Espandiamolo: L = \frac{1}{2}w^Tw - \sum_n a_n t_n w^T\phi(x_n) - b\sum_n a_n t_n + \sum_n a_n

Derivata rispetto a w: \frac{\partial L}{\partial w} = w - \sum_n a_n t_n \phi(x_n) = 0 \quad \Rightarrow \quad w = \sum_n a_n t_n \phi(x_n)

Derivata rispetto a b: \frac{\partial L}{\partial b} = -\sum_n a_n t_n = 0 \quad \Rightarrow \quad \sum_n a_n t_n = 0

Sostituzione. Ora rimpiazziamo w e usiamo \sum_n a_n t_n = 0 dentro L. Nella sostituzione usiamo l’indice m per la seconda somma, per distinguerla dalla somma su n già presente (sono due indici indipendenti che scorrono entrambi da 1 a N).

Termine 1: b\sum_n a_n t_n sparisce perché \sum_n a_n t_n = 0.

Termine 2: \frac{1}{2}w^Tw. Sostituiamo w = \sum_n a_n t_n \phi(x_n): \frac{1}{2}w^Tw = \frac{1}{2}\left(\sum_n a_n t_n \phi(x_n)\right)^T\left(\sum_m a_m t_m \phi(x_m)\right) Distribuiamo il prodotto (ogni elemento della prima somma moltiplica ogni elemento della seconda): = \frac{1}{2}\sum_n \sum_m a_n a_m t_n t_m \, \phi(x_n)^T\phi(x_m) = \frac{1}{2}\sum_{n,m} a_n a_m t_n t_m \, k(x_n, x_m)
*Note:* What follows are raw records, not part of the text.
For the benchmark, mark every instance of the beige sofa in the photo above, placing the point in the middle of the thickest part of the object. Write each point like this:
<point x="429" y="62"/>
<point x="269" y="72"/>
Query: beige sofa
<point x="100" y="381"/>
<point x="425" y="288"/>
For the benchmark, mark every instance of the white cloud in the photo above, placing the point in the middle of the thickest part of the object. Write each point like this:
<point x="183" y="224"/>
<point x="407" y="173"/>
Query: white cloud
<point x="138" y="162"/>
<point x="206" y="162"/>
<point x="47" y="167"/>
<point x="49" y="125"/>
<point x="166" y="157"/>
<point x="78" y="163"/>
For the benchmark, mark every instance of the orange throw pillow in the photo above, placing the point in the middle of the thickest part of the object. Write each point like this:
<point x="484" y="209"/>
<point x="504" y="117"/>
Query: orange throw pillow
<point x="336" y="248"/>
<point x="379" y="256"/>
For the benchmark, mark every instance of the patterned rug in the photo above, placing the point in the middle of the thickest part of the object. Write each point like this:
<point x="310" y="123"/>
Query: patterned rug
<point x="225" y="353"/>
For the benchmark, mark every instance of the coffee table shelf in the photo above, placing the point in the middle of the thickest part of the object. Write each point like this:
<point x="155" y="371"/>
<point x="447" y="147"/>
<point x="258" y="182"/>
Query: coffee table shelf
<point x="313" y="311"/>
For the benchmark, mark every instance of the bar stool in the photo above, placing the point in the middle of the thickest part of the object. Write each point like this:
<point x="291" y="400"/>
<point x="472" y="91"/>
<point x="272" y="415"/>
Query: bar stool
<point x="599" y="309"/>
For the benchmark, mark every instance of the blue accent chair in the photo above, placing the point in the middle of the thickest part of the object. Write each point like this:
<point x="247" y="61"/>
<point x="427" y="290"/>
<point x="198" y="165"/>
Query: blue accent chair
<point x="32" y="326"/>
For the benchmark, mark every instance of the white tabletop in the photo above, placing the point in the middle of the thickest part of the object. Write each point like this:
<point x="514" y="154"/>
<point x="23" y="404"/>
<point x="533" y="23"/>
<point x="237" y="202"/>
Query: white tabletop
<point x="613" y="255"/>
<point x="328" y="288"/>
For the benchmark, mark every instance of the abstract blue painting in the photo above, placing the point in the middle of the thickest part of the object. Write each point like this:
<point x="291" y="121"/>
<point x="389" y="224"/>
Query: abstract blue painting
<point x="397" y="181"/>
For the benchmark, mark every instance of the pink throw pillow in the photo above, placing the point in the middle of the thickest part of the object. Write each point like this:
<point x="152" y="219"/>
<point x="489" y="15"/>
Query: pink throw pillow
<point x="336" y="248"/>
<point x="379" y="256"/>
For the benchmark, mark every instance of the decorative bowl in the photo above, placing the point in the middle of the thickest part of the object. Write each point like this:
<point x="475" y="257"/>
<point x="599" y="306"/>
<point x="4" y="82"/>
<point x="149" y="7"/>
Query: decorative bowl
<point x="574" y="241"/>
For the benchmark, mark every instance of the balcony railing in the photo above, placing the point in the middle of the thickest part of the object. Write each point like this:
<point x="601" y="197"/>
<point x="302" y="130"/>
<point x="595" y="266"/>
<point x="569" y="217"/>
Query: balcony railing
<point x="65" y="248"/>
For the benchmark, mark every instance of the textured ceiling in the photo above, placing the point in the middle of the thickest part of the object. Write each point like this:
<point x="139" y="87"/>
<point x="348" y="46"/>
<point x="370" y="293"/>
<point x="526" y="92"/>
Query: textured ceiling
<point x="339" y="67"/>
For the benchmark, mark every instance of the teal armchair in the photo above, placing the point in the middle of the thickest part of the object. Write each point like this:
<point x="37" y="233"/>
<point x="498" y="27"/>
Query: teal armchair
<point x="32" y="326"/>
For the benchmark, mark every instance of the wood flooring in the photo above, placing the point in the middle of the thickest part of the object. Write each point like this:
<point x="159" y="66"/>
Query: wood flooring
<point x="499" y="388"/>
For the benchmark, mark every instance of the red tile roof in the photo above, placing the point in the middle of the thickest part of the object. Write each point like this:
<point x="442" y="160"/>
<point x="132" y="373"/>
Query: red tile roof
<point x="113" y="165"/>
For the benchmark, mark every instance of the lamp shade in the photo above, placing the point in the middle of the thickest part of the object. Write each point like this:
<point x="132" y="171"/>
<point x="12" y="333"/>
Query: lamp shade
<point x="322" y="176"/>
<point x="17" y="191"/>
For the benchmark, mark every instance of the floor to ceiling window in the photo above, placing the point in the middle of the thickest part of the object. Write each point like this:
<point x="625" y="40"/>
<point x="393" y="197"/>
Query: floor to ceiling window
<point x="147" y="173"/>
Termine 3: \sum_n a_n t_n w^T\phi(x_n). Anche qui sostituiamo w: \sum_n a_n t_n w^T\phi(x_n) = \sum_n a_n t_n \left(\sum_m a_m t_m \phi(x_m)\right)^T \phi(x_n) Distribuiamo come prima: = \sum_n \sum_m a_n a_m t_n t_m \, \phi(x_m)^T\phi(x_n) = \sum_{n,m} a_n a_m t_n t_m \, k(x_n, x_m)

Termine 4: \sum_n a_n resta invariato.

Ricombiniamo. L era \text{Termine 2} - \text{Termine 3} + \text{Termine 4}: L = \frac{1}{2}\sum_{n,m} a_n a_m t_n t_m \, k(x_n, x_m) - \sum_{n,m} a_n a_m t_n t_m \, k(x_n, x_m) + \sum_n a_n = -\frac{1}{2}\sum_{n,m} a_n a_m t_n t_m \, k(x_n, x_m) + \sum_n a_n = \sum_n a_n - \frac{1}{2}\sum_{n,m} a_n a_m t_n t_m \, k(x_n, x_m)

I dati compaiono solo come k(x_n, x_m) = \phi(x_n)^T\phi(x_m): è qui che si sblocca il kernel trick.